Culling and selecting dataset
We can also cull the dataset by immaterial item suppression, de-NISTing and deduplication, all discussed infra. The crudest but most common culling method is keyword and query filtering; that is, lexical search.
Immaterial Item Suppression
Immaterial items are those extracted for forensic completeness but having little or no intrinsic value as discoverable evidence.
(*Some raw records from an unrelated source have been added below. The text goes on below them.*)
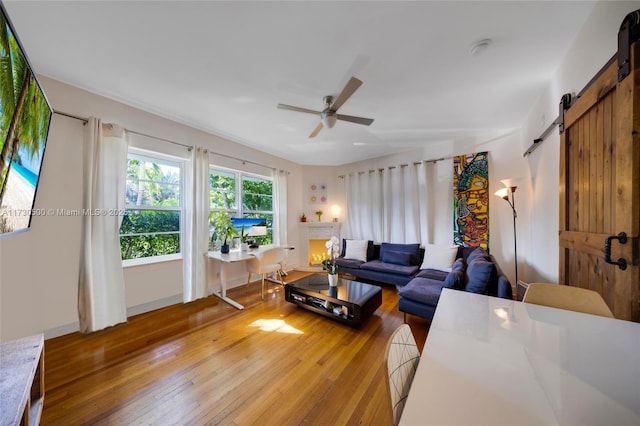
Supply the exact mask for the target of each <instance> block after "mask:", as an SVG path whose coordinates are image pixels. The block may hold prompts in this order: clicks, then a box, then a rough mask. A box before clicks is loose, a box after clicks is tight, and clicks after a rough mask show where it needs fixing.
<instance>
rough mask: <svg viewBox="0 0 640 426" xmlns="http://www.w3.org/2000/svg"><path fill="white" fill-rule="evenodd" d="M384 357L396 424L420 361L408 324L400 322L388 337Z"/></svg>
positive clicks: (395, 421) (393, 419)
mask: <svg viewBox="0 0 640 426" xmlns="http://www.w3.org/2000/svg"><path fill="white" fill-rule="evenodd" d="M384 359H385V366H386V373H387V375H386V376H387V385H388V388H389V396H390V399H389V401H390V406H391V413H392V415H393V424H394V425H397V424H398V422H399V421H400V416H401V415H402V409H403V408H404V404H405V402H406V400H407V396H408V395H409V389H410V388H411V382H413V376H414V375H415V373H416V369H417V368H418V362H419V361H420V352H419V351H418V346H417V345H416V341H415V339H414V337H413V333H412V332H411V328H410V327H409V325H408V324H402V325H401V326H400V327H398V328H397V329H396V330H395V331H394V332H393V334H392V335H391V337H389V341H388V342H387V348H386V351H385V354H384Z"/></svg>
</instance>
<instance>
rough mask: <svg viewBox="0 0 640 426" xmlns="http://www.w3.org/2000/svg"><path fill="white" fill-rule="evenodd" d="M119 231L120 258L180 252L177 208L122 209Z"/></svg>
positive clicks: (155, 254) (137, 256) (179, 226)
mask: <svg viewBox="0 0 640 426" xmlns="http://www.w3.org/2000/svg"><path fill="white" fill-rule="evenodd" d="M120 234H121V235H120V251H121V253H122V259H137V258H141V257H151V256H160V255H166V254H174V253H180V212H176V211H159V210H126V211H125V215H124V217H123V219H122V225H121V226H120Z"/></svg>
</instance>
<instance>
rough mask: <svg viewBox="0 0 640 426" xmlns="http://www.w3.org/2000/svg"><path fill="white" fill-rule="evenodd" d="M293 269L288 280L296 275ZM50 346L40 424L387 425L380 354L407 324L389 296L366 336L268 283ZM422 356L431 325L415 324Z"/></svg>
mask: <svg viewBox="0 0 640 426" xmlns="http://www.w3.org/2000/svg"><path fill="white" fill-rule="evenodd" d="M300 274H304V273H299V272H295V271H294V272H291V273H290V274H289V277H287V280H289V281H291V280H293V279H295V278H296V277H299V276H301V275H300ZM268 289H269V292H268V296H265V300H264V301H261V300H260V284H259V282H255V283H252V284H251V285H250V286H249V288H248V289H247V288H246V286H241V287H238V288H235V289H232V290H231V291H230V292H229V295H230V296H232V297H233V298H234V299H236V300H237V301H239V302H240V303H242V304H244V305H245V309H244V310H241V311H240V310H236V309H235V308H233V307H231V306H229V305H228V304H226V303H224V302H222V301H221V300H219V299H218V298H216V297H214V296H211V297H208V298H206V299H201V300H198V301H195V302H192V303H188V304H178V305H173V306H170V307H167V308H163V309H159V310H156V311H153V312H149V313H145V314H142V315H138V316H135V317H132V318H130V319H129V322H128V323H126V324H122V325H118V326H115V327H112V328H110V329H108V330H105V331H101V332H97V333H93V334H90V335H82V334H80V333H73V334H69V335H65V336H61V337H58V338H54V339H49V340H47V341H46V342H45V390H46V394H45V404H44V411H43V415H42V424H43V425H89V424H90V425H130V424H145V425H147V424H157V425H215V424H225V425H252V424H260V425H268V424H274V425H275V424H277V425H298V424H313V425H343V424H345V425H355V424H367V425H388V424H391V423H392V422H391V413H390V409H389V406H388V404H389V403H388V394H387V392H388V391H387V388H386V381H385V377H384V366H383V358H384V350H385V346H386V342H387V339H388V337H389V336H390V334H391V333H392V331H393V330H395V329H396V328H397V327H398V326H400V324H402V322H403V315H402V313H400V312H399V311H398V294H397V291H396V290H395V288H394V287H391V286H389V287H383V296H382V306H380V308H378V310H377V311H376V312H375V314H374V316H372V317H371V318H370V319H369V320H368V321H366V322H365V323H364V324H363V325H362V326H361V327H360V328H359V329H353V328H350V327H348V326H345V325H343V324H341V323H338V322H336V321H332V320H330V319H327V318H324V317H321V316H319V315H316V314H314V313H311V312H309V311H306V310H303V309H300V308H298V307H297V306H295V305H293V304H291V303H287V302H285V300H284V290H283V288H282V287H281V286H279V285H274V284H271V283H270V284H269V288H268ZM409 324H410V325H411V328H412V330H413V332H414V335H415V337H416V341H417V342H418V345H419V347H420V350H422V347H423V345H424V342H425V339H426V334H427V331H428V324H429V323H428V322H427V321H426V320H423V319H420V318H417V317H409Z"/></svg>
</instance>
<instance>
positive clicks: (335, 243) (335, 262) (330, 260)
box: [322, 236, 340, 287]
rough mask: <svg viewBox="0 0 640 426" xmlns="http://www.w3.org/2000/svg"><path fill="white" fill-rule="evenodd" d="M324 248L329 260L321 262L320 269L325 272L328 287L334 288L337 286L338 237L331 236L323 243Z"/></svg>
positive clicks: (339, 245)
mask: <svg viewBox="0 0 640 426" xmlns="http://www.w3.org/2000/svg"><path fill="white" fill-rule="evenodd" d="M325 246H326V247H327V254H328V255H329V259H325V260H324V261H323V262H322V269H324V270H325V271H327V277H328V279H329V287H336V286H337V285H338V264H337V263H336V258H337V257H338V256H339V255H340V240H339V239H338V237H336V236H333V237H331V239H330V240H329V241H327V242H326V243H325Z"/></svg>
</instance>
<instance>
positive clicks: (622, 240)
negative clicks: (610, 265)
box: [604, 232, 627, 271]
mask: <svg viewBox="0 0 640 426" xmlns="http://www.w3.org/2000/svg"><path fill="white" fill-rule="evenodd" d="M613 240H618V241H620V244H626V243H627V233H626V232H621V233H619V234H618V235H611V236H609V237H607V239H606V240H605V242H604V261H605V262H607V263H610V264H611V265H618V268H620V269H622V270H623V271H624V270H625V269H627V259H624V258H622V257H621V258H620V259H618V261H617V262H614V261H613V260H611V241H613Z"/></svg>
Common examples of immaterial items include the folder structure in which files are stored and the various container files (like ZIP, RAR files and other containers, e.g., mailbox files like Outlook PST and MBOX, and forensic disk image wrapper files like .E0x or .AFF) that tend to have no relevance apart from their contents.
De-NISTing
De-NISTing is a technique used in e-discovery and computer forensics to reduce the number of files requiring review by excluding standard components of the computer’s operating system and off- the-shelf software applications like Word, Excel and other parts of Microsoft Office.Eliminating this noise is called “de-NISTing” because those noise files are identified by matching their cryptographic hash values (i.e., digital fingerprints, explanation to follow) to a huge list of software hash values maintained and published by the National Software Reference Library, a branch of the National Institute for Standards and Technology (NIST). the better focused the e-discovery collection effort (i.e., the more targeted the collection), the smaller the volume of data culled via de-NISTing.
Near-Deduplication
the first file is sometimes called the “pivot file,”and subsequent files with matching hashes are suppressed as duplicates, and the instances of each duplicate and certain metadata is typically noted in a deduplication or “occurrence” log
Deduplication by hashing
requires the same source data and the same, consistent application of algorithms
When parties cannot deduplicate e-mail, the reasons will likely be one or more of the following:
1. They are working from different forms of the ESI
2. They are failing to consistently exclude inherently non-identical data (like message headers and
IDs) from the hash calculation
3. They are not properly normalizing the message data (such as by ordering all addresses
alphabetically without aliases)
4. They are using different hash algorithms
5. They are not preserving the hash values throughout the process; or
6. They are changing the data.
Entropy Testing
Entropy testing is a statistical method by which to identify encrypted files and flag them for special handling.